Find_in_batches + query_cache = bloat

We’ve been using find_in_batches to reduce memory usage, and recently
noticed one of our more intensive background processes had a huge
memory footprint (600mb+) and was getting killed by our memory
monitor. We were unable to reproduce this in development, and after
investigation, the culprit is query_cache. Wrapping the task in
ActiveRecord::Base#uncached kept the task stable (~200mb), and it’s
not hard to imagine why. Looping over thousands of items while eager
loading many more likely grows the cache to huge amounts, which seems
counter to the use case for find_in_batches.

So first of all, this is an FYI. Beyond that, all the ways in which we
use find_in_batches would be aversely affected by the query_cache;
sure, it might make a query faster, but it definitely will grow in
memory, as you are expected to use it across thousands of records.
Given that find_in_batches’ use case is to reduce memory when
searching across thousands of records, should it not be default
behavior to disable query cache for find_in_batches operations?

On Dec 30, 11:00pm, Woody P. [email protected] wrote:

We’ve been using find_in_batches to reduce memory usage, and recently
noticed one of our more intensive background processes had a huge
memory footprint (600mb+) and was getting killed by our memory
monitor. We were unable to reproduce this in development, and after
investigation, the culprit is query_cache. Wrapping the task in
ActiveRecord::Base#uncached kept the task stable (~200mb), and it’s
not hard to imagine why. Looping over thousands of items while eager
loading many more likely grows the cache to huge amounts, which seems
counter to the use case for find_in_batches.

Were you manually turning on query cache in your background processes?
(I was trying to think why I hadn’t been bitten by this before and
remembered that the query cache is turned on via an around filter by
default, so doesn’t affect scripts run by hand, daemon processes etc)

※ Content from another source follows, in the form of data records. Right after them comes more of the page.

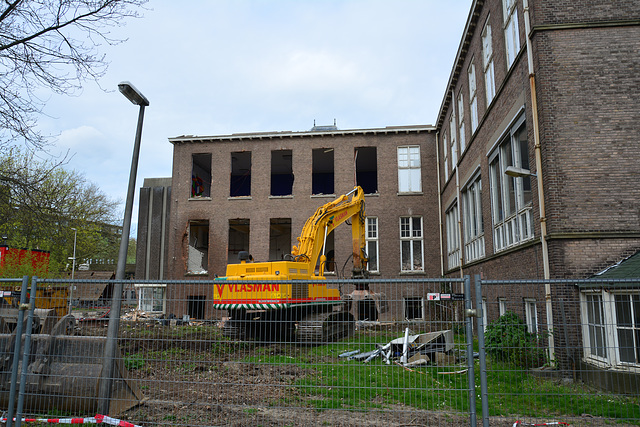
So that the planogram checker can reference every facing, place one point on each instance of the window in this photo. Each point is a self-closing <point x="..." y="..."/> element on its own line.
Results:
<point x="611" y="327"/>
<point x="511" y="197"/>
<point x="461" y="122"/>
<point x="487" y="56"/>
<point x="472" y="220"/>
<point x="366" y="169"/>
<point x="322" y="171"/>
<point x="454" y="148"/>
<point x="511" y="36"/>
<point x="281" y="173"/>
<point x="371" y="238"/>
<point x="531" y="313"/>
<point x="238" y="239"/>
<point x="200" y="175"/>
<point x="445" y="149"/>
<point x="453" y="238"/>
<point x="409" y="171"/>
<point x="413" y="308"/>
<point x="198" y="252"/>
<point x="151" y="298"/>
<point x="279" y="238"/>
<point x="240" y="184"/>
<point x="411" y="247"/>
<point x="473" y="99"/>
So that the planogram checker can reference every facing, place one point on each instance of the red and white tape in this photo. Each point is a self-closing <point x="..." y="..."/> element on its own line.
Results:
<point x="554" y="423"/>
<point x="98" y="419"/>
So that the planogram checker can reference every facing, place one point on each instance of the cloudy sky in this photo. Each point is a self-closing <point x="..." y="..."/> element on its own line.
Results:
<point x="213" y="67"/>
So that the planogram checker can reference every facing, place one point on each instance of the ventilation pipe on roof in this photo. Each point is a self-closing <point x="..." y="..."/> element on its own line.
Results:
<point x="538" y="157"/>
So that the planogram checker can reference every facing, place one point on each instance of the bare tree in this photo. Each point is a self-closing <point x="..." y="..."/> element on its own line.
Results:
<point x="50" y="44"/>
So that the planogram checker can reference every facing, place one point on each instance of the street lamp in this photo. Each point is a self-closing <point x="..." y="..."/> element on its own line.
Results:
<point x="73" y="267"/>
<point x="104" y="393"/>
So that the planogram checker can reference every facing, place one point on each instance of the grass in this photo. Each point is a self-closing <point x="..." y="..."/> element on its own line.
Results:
<point x="342" y="384"/>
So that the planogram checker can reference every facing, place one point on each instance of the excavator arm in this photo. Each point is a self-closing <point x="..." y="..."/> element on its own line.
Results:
<point x="312" y="240"/>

So first of all, this is an FYI. Beyond that, all the ways in which we
use find_in_batches would be aversely affected by the query_cache;
sure, it might make a query faster, but it definitely will grow in
memory, as you are expected to use it across thousands of records.
Given that find_in_batches’ use case is to reduce memory when
searching across thousands of records, should it not be default
behavior to disable query cache for find_in_batches operations?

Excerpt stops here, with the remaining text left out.